I have just finished reading “Spider Silk” about an hour ago and was blown away – I did not expect to enjoy your work so much! I began reading “Stone Fly” immediately afterward, and hope there will be more than five books in this series. Keep up your extremely great work!
You are now the third author whose books I save, either on my Kindle (e.g. Victoria Danann’s Black Swan series and offshoots) or in paperback (Nancy Atherton’s Aunt Dimity series), to read again and again.
I am not fond of spiders but found one tiny detail fascinating about their webs – that a destroyed web could be rebuilt in one day. I wonder how many other readers caught that one fact.
Oh, piffle. I just realized that all my reviews are published under the name of my significant other, John McCormick, since I use his Amazon Prime account to order free books. SIgh.
spider says
Thanks for taking the time to post such a great note. I’m glad you found Bud Blair, Nancy Sixkiller and the “gang.” My wife and I (along with our three youngest daughters) spent three happy years living in the little town of Lakeview. We spent a lot of weekends exploring Lake County and the BLM and National Forest lands. So when it came time to write the first Bud Blair book, it just seemed natural to choose Lakeview and Lake County as the setting.
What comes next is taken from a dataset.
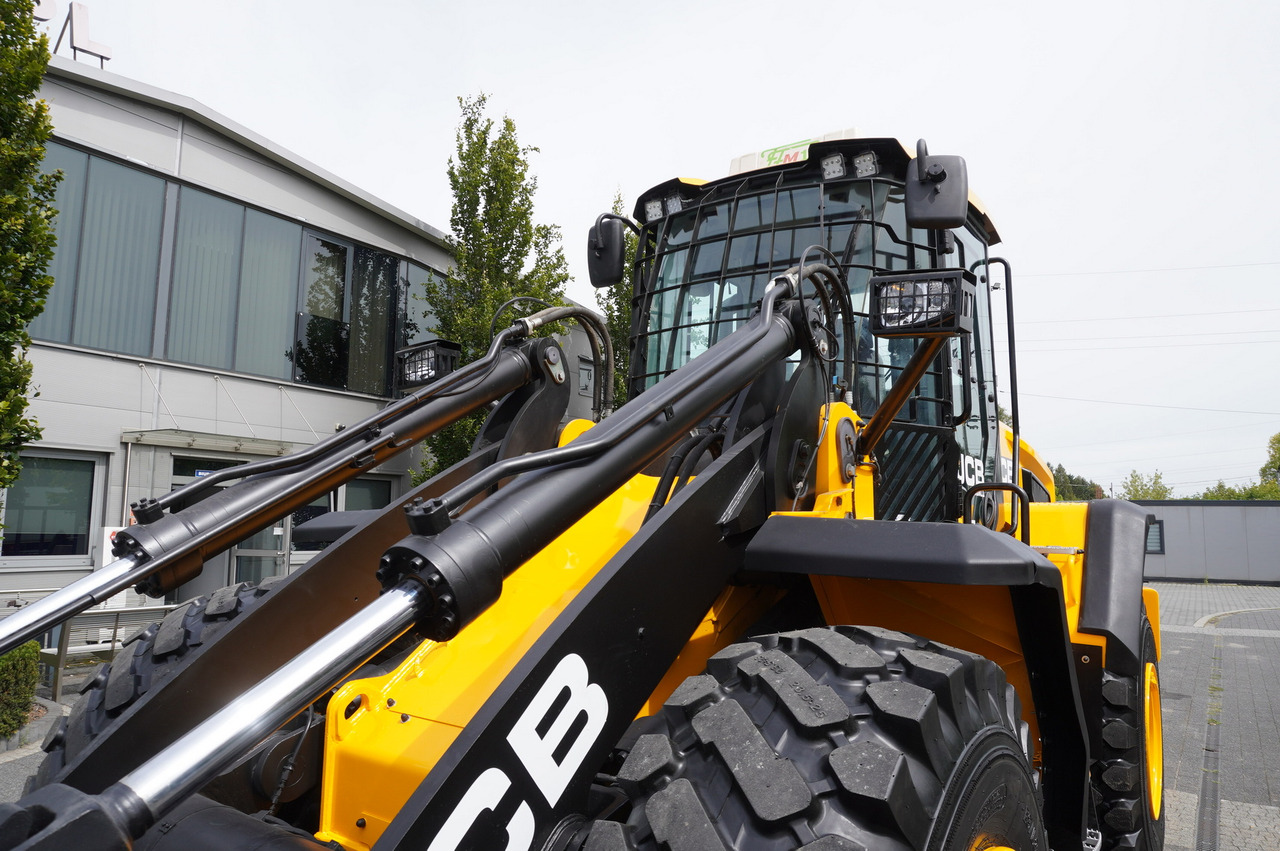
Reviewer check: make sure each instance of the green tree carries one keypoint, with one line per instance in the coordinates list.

Novel #6 is in the works, a book with the working title of “Fallen.” Hope to have that one out by the end of the year.
Happy reading!
Rod
Beth Goldie says
Since my earlier comment I have added your FIFTH Bud Blair to my list and hope soon to add more, ONCE they are free on Amazon. LOL. Should I now tell you I found two typos in the second BB book ? Very minor but I am a copy editor always.
Rod Collins says
I just found your comments…years late it looks like. Why the system didn’t cough them up earlier is a mystery. But, late though it is, I thought you might like to know I have gone carefully back through each of the seven novels I now have in print, proofed the dickens out of each one, made the corrections (hoping I finally have very clean copies) and had my friend Val create new covers for the first three novels. I am a bit embarrassed by the errors I found in Spider Silk. I don’t know if there is a moral to the story, but after the stories sit on the shelf for a year or two, I find I am a much better proof reader. I do pay people to proof read, but they admit to getting lost in the story and not doing a very good job. Good proof readers are a rare breed.
Working on a new Bud Blair novel…which I think will be the last in that series…a novel called Mystery of the Bones. Hope to have that out before spring break.